Saturday, December 8, 2007

R.I.P. CompUSA "The Computer Superstore"

WSJ is reporting the final liquidation of the remaining 103 CompUSA retail stores.


Slim to Close Last CompUSA Stores

Mexican telephone and retail magnate Carlos Slim, in a rare defeat, will exit the U.S. consumer electronics market, shutting the last 100 CompUSA Inc. stores after sinking about $2 billion into the business.

Gordon Brothers Group, a Boston-based retail store liquidator, will oversee a piecemeal sale of the Dallas-based business, the company said in a statement. Financial terms were not disclosed. Stores will remain open through year-end under the supervision of Gordon Brothers, which will also negotiate the sale of real estate and other assets. Two law firms were hired to represent creditors, CompUSA said.

"An orderly and expedited wind-down and asset sale process is the best option for CompUSA and its creditors," Bill Weinstein, a principal at Gordon Brothers, said in a statement.

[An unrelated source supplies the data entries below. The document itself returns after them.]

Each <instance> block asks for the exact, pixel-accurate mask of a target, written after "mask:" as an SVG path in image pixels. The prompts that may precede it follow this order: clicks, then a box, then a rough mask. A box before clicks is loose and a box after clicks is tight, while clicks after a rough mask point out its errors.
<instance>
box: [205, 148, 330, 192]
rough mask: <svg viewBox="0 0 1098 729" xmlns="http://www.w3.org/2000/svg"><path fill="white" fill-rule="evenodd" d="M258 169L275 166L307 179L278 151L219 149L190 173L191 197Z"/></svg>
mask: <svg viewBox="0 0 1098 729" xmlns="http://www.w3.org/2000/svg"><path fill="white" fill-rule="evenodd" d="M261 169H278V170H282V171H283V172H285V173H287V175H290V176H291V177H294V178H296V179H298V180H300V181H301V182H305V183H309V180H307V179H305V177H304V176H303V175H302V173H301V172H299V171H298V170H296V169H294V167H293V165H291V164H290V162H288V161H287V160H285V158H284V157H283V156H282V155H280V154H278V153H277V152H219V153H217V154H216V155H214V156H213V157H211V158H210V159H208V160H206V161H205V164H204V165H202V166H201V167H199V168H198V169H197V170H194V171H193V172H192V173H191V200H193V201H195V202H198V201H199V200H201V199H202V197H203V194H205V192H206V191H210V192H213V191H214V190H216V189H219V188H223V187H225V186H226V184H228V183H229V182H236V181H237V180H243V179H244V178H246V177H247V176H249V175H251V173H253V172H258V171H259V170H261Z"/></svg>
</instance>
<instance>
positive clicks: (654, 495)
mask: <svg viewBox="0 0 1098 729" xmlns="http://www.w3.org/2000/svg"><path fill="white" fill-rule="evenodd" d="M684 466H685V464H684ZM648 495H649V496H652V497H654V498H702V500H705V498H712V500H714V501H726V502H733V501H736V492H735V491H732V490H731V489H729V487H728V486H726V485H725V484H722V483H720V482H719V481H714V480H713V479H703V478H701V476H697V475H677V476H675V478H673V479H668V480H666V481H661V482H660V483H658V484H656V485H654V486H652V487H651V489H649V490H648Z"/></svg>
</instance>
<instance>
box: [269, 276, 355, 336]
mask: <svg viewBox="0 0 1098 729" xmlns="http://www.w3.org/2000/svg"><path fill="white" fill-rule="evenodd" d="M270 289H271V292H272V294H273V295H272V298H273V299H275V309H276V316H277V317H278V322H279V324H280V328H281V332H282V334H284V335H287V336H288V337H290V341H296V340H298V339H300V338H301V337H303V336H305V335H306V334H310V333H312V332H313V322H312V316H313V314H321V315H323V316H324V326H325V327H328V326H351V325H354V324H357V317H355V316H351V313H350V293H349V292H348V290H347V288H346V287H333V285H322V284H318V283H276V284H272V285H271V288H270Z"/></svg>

Mr. Weinstein was named interim president of the firm. He was unavailable for immediate comment.

CompUSA did an estimated $4 billion in annual sales last year, but with store closures in February, sales were expected to shrink to about $1.5 billion this year, according to industry executives. The business has not been recently profitable, they said.

Mr. Slim, the powerful chairman of Telefonos de Mexico and operator of a string of retail businesses in Latin America, has long coveted a big name in the U.S. retail market. He took his first stake in the business in 1999 and expanded the business through acquisition. After taking a minority stake in the retailer, he later spent $800 million to take the company private.

In 2003, CompUSA acquired California consumer electronics chain The Good Guys Inc. In 1998, he purchased Computer City from Tandy Corp.

The retailer has struggled for years, hurt first by competition from direct personal computer sellers such as Dell Inc. and more recently by intense competition in consumer electronics. Bigger rivals such Best Buy Inc. and Wal-Mart Stores Inc. have been able to offer greater selection and lower prices for flat-panel televisions and other consumer electronics gear.

As reported, CompUSA had been in discussions with rivals about selling parts of its retail holdings, and a spokesman for the new management says the talks are ongoing.

"Active discussions are under way to sell select stores in key markets as well as the company's highly-regarded technical services business," CompUSA said in its statement.

People familiar with the situation have said that CompUSA has been talking to TigerDirect, an arm of Systemax Inc., a Port Washington, N.Y., PC maker and electronics marketer, buying stores and CompUSA.com Internet operation. In addition, it has held talks with Hilliard, Ohio, based Micro Electronics Inc. about the sale of about 10 stores.

In early 2003, Mr. Slim made an unsolicited $1.5 billion bid for Circuit City after accumulating about a 9.2% stake in the company. He later sold the shares after being rebuffed by the Circuit City board. Since then, he has pursued investments in retail outside the U.S., recently opening the first Saks department store in Mexico City under a license with Saks Inc.

In February, it announced plans to shutter 126 stores, more than half of its then-total, and accepted a cash infusion from U.S. Commercial Corp., a unit of Mr. Slim's holding company, Grupo Carso. The money was intended to finance a turnaround effort that targeted small businesses and affluent consumers.

1 comment:

  1. Good riddance. Overpriced since day one. Viva la Best Buy!